Requests forces the host to access in HTTPS even tho its HTTP. Is this a security issue?

Updated: Feb 02, 2025

Requests forces the host to access in HTTPS even tho its HTTP. Is this a security issue?

When using the Requests library in Python to make HTTP requests, you can specify the use of HTTPS by passing the https parameter as True in the session() or get() functions. However, if you don't explicitly specify HTTP or HTTPS in your request, Requests will attempt to use HTTPS by default if the URL starts with https://. If the URL is actually meant to use HTTP but is being served over an HTTPS connection (for example, through an SSL terminator or a reverse proxy), this can result in unexpected behavior and potential security issues.

The primary security concern with this behavior is that the HTTP request will be automatically upgraded to HTTPS, which may not be what the user intended. This could lead to issues with SSL/TLS certificate validation, as the certificate presented by the server may not match the expected domain name for the HTTP request. Additionally, if the server supports both HTTP and HTTPS but does not properly handle the automatic upgrade, it could potentially serve different content over HTTPS than over HTTP, which could be a security vulnerability.

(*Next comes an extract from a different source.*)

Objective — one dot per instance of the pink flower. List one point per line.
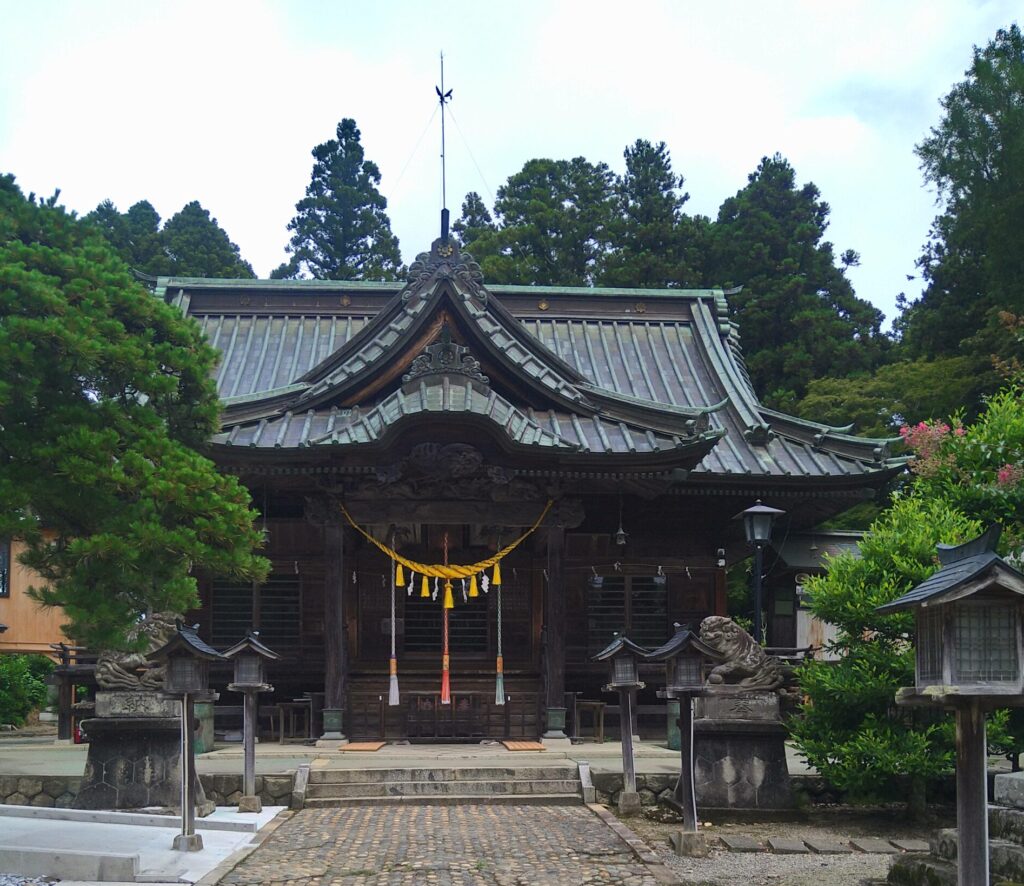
(1009, 475)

Another potential issue is that the automatic upgrade to HTTPS may introduce additional latency and network overhead, as the request must first be sent over HTTPS to the SSL terminator or reverse proxy, and then be forwarded to the actual HTTP server. This could impact the performance of your application, especially if you are making many requests or if the network latency is high.

To avoid these issues, it is recommended that you explicitly specify the HTTP or HTTPS protocol in your Requests requests by passing the scheme parameter to the session() or get() functions. For example:

import requests

session = requests.Session()
response = session.get('http://example.com', scheme='http')

Or, if you want to use HTTPS explicitly:

import requests

session = requests.Session()
response = session.get('https://example.com')

By explicitly specifying the protocol, you can ensure that your requests are sent to the correct endpoint and that any SSL/TLS certificate validation issues are properly handled. Additionally, you can avoid the potential performance impact of automatic upgrades to HTTPS.